The U.S. Justice Department also weighed in to say the ruling was flawed while declining to take a position on the merits of Epic’s dispute with Apple.
Apple faces a number of antitrust lawsuits in and outside the U.S. seeking to open up the App Store to competition. Apple is also contending with monopolization enforcement investigations brought by federal and state agencies, and legislative bids to restrict its business practices.
“We’re optimistic that the ruling will be affirmed on appeal, and that Epic’s challenge will fail,” an Apple spokesperson said in statement. “We remain committed to ensuring the App Store is a safe and trusted marketplace for consumers and a great opportunity for developers.”
Following a trial in May, U.S. District Judge Yvonne Gonzalez Rogers in Oakland, California, mostly sided with Apple, turning away Epic’s claims that the App Store is run like a monopoly. She rejected the need for third-party app stores and didn’t force Apple to lower the store fees it charges to app developers.

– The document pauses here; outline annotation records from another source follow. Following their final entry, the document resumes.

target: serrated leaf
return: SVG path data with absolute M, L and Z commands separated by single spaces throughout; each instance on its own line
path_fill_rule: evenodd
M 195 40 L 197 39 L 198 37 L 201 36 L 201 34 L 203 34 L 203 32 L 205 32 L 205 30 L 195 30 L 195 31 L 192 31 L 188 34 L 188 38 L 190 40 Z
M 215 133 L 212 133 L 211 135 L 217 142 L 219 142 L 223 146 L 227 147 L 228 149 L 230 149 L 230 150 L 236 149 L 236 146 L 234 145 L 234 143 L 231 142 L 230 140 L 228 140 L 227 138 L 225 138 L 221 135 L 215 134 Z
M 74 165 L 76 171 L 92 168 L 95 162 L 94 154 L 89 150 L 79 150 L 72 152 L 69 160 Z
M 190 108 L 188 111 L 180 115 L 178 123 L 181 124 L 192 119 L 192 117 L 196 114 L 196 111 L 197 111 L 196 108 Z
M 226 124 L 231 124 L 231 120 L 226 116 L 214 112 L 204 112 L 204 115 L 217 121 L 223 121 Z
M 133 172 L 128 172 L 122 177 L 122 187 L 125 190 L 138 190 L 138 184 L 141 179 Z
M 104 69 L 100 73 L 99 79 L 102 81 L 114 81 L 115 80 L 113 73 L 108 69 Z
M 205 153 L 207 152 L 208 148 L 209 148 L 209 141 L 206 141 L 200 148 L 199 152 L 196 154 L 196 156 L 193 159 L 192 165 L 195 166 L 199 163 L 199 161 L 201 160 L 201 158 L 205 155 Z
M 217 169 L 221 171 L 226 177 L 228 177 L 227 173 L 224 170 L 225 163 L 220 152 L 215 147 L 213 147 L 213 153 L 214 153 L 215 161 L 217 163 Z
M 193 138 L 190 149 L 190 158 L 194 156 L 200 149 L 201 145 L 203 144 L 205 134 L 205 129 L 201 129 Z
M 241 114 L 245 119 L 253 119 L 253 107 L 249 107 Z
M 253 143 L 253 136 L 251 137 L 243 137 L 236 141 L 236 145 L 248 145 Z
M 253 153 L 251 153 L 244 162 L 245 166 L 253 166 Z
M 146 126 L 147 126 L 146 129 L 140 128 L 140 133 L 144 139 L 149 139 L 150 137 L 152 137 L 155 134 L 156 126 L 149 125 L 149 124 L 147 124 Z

In Thursday’s filing, the states said Gonzalez Rogers’ ruling that Apple lacked monopoly power isn’t consistent with antitrust law and failed to properly weigh the effects of Apple’s conduct that thwarts and supports competition.
“As Epic points out, Apple amassed billions in supracompetitive profits from one billion iPhone users,” the attorneys general said. “Without balancing, this type of immense harm to consumers can go unanswered with just the slightest showing of procompetitive benefit.”
The Justice Department said in its filing that two provisions of the Sherman Act, a central pillar of federal antitrust law, were misapplied by the judge “in ways that would leave many anticompetitive agreements and practices outside their protections.”
“The district court committed several legal errors that could imperil effective antitrust enforcement, especially in the digital economy,” according to the filing.